Vegetable Pancakes with cress and herb quark
Light, fresh and simply delicious: our vegetable pancakes harmonize perfectly with a creamy cress and herb quark. A delight for any occasion!


Ingredients
For 1-2 people:
- 1-2 packs of Pahmeyer vegetable pancakes (240 g each)
For the cress and herb quark:
- 1 pack of organic garden cress
- 1 small red onion
- 250 g plant-based quark alternative
- 1 tbsp olive oil
- 1 tbsp lemon juice
- some pepper and salt
For the salad:
- 50 g rocket
- 50 g lamb's lettuce
- 240 g watermelon or radishes (depending on the season)
- 1 small red onion
For the dressing:
- 3 tbsp olive oil
- 1 tbsp balsamic vinegar
- 2 tbsp orange juice
- 1 tsp agave syrup
- a little salt and pepper
Preparation
- Prepare the vegetable pancakes according to the packet instructions.

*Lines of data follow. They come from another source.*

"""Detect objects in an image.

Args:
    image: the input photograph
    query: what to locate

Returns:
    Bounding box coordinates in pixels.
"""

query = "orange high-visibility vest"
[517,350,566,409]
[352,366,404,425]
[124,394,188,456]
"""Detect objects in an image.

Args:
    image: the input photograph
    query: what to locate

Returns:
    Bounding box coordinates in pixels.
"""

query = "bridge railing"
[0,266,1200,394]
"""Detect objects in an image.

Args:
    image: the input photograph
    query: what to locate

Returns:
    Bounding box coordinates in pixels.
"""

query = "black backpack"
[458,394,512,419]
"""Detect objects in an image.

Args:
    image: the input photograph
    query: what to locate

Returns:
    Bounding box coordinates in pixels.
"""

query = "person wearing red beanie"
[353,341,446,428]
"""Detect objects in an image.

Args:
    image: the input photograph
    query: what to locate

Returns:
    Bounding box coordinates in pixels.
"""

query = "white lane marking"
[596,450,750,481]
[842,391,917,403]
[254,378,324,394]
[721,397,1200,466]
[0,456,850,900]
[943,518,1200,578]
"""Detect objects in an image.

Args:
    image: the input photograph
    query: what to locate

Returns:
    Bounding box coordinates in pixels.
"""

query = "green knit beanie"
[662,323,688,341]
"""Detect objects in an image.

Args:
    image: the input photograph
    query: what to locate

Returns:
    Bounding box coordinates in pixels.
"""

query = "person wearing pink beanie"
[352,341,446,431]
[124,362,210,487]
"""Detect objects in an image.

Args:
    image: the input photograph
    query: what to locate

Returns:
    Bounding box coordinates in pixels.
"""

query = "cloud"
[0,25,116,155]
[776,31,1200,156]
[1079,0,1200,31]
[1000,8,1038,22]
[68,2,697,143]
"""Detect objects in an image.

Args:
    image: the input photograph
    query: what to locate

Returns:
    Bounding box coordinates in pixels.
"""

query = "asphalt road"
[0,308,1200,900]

- Cut off the cress, rinse briefly in a sieve and dry on kitchen paper.
- Peel and finely chop the onion.
- Mix the cress and onion well with the other ingredients and season to taste.
- Clean, wash and dry the rocket and lamb's lettuce.
- Cut the watermelon (radish) into bite-sized pieces, peel and slice the onion.
- Place the lettuce, watermelon (radishes) and onion in a bowl.
- For the dressing, mix all the ingredients well with a whisk and season to taste.
- Add to the salad and mix in before serving.
- Serve the vegetable pancakes with the cress and herb quark and salad.